Chinese Eggplant Salad
Chinese Eggplant Salad is a refreshing and vibrant dish that combines tender eggplant with a zesty, savory dressing. This unique salad is perfect as a side or a light main course, showcasing the delightful umami flavors of Chinese cuisine.

30 minutes
Difficulty: Easy
Chinese
120 kcal
Ingredients
- Chinese eggplant - 300 grams
- Garlic - 2 cloves, minced
- Red chili - 1, thinly sliced
- Soy sauce - 2 tablespoons
- Rice vinegar - 1 tablespoon
- Sesame oil - 1 tablespoon
- Sugar - 1 teaspoon
- Cilantro - 2 tablespoons, chopped
- Green onion - 2, chopped
- Salt - to taste
- Pepper - to taste
Steps
- Wash the Chinese eggplant and cut it into 1-inch long pieces.

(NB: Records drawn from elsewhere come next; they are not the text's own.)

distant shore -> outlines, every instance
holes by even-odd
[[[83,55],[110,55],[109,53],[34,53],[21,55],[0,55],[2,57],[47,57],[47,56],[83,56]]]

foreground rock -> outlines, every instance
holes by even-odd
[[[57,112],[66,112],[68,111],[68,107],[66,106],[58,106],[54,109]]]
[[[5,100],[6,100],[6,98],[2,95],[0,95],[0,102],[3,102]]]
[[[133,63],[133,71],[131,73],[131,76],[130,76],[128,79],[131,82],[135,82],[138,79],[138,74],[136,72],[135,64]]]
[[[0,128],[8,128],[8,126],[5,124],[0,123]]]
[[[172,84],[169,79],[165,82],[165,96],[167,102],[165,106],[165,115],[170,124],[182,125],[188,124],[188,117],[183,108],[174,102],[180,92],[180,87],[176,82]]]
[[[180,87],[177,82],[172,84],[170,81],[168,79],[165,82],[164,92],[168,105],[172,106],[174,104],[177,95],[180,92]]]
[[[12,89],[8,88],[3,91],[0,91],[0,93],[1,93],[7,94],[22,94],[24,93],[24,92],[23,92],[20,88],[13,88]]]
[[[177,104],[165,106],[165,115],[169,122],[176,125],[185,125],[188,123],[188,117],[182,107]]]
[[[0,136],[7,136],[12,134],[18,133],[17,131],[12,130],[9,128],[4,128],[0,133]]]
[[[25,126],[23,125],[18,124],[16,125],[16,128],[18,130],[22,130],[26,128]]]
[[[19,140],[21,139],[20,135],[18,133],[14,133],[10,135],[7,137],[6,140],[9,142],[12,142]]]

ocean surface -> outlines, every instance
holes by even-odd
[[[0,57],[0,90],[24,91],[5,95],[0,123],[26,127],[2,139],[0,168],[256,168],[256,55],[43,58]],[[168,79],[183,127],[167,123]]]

- Bring a pot of water to a boil and add a pinch of salt. Blanch the eggplant for about 3-4 minutes until tender.
- Drain the eggplant and immediately transfer it to a bowl of ice water to stop the cooking process. Let it cool for 5 minutes.
- In a small bowl, whisk together the soy sauce, rice vinegar, sesame oil, sugar, minced garlic, sliced red chili, salt, and pepper to create the dressing.
- Once the eggplant is cool, drain it and gently pat it dry with a paper towel.
- In a large mixing bowl, combine the cooled eggplant, chopped cilantro, and green onion.
- Pour the dressing over the eggplant mixture and toss gently to combine.
- Let the salad sit for at least 10 minutes to allow the flavors to meld together before serving.
Nutrition
- Calories: 120
- Protein: 3 g
- Carbs: 12 g
- Fiber: 5 g
- Sugar: 3 g
- Sodium: 800 mg
- Cholesterol: 0 mg
- Total Fat: 7 g
- Saturated Fat: 1 g
- Unsaturated Fat: 6 g
- Water: 0.5 L
Health Benefits
- Rich in antioxidants, eggplant helps to reduce inflammation and improve heart health.
- High in dietary fiber, this salad supports digestive health and aids in weight management.